Gerana, dois grandes artífices da palavra vc apresenta. Uma palavra proferida por ele vai além do que ela é capaz. É impressionante o que ele consegue criar com palavras, uma sintaxe completamente subvertida e que diz tanto... Fico aturdido lendo Manoel, me perguntando: "Como essa lucidez aqui nao foi dita antes?" E é o mesmo o que há com Clarice: lucidez obscura. Fico extasiado com eles.
Bravo!!!Que bom ver dialogar Clarice e Manoel de Barros...
Agora estou perante uma leitora crítica no seu auge! Gostei mesmo muito, pois é impressionante o que fizeste.
Foi a blogosfera que me aproximou desses autores. Conheço algo de Clarice, mas pouco de Barros.Confesso que eles não são muito conhecidos em «papel» deste lado do mar.

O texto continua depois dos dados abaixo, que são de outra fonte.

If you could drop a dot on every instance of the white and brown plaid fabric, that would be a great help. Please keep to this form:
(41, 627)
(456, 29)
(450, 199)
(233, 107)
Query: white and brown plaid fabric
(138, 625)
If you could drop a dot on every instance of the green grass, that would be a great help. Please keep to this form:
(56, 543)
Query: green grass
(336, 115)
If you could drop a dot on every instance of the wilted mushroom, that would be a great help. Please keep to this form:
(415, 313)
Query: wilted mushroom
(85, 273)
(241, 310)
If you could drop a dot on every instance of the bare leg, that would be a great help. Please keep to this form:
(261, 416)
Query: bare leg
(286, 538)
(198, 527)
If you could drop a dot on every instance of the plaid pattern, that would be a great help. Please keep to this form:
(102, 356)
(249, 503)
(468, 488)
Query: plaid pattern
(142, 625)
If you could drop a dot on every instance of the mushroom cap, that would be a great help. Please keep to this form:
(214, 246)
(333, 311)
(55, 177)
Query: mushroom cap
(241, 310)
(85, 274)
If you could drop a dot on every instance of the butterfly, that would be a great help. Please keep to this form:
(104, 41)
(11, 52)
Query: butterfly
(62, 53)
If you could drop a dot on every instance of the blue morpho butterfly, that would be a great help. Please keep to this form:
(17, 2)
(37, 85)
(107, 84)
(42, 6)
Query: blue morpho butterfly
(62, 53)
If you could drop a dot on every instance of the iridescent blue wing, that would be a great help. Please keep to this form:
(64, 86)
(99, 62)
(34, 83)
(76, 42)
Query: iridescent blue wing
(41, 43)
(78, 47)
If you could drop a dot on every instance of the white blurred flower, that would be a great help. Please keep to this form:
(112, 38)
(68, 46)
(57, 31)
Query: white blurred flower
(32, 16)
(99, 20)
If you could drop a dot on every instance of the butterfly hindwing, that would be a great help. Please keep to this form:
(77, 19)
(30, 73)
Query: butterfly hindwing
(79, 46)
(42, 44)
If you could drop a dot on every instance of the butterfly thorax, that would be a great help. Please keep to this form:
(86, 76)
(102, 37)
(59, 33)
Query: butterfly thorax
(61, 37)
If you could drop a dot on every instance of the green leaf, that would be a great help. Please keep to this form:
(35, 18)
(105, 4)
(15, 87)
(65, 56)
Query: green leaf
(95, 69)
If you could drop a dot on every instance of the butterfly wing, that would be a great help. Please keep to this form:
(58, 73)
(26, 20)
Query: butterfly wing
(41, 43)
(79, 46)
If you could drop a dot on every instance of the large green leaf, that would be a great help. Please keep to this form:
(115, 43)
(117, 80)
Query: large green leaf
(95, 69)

Chego a envergonhar-me de vir aqui comentar e deixar a minha ignorância falar.
Vales a pena, amiga!
Beijinho
Minha esposa quando leu Manoel de Barros se encantou, mas depois que conheceu Guimarães Rosa, ficou um tanto frustrada. Sua impressão é que Manoel bebeu demais em Guimarães. Também tenho essa impressão, mas gosto da sua poesia.
Sou manoelino!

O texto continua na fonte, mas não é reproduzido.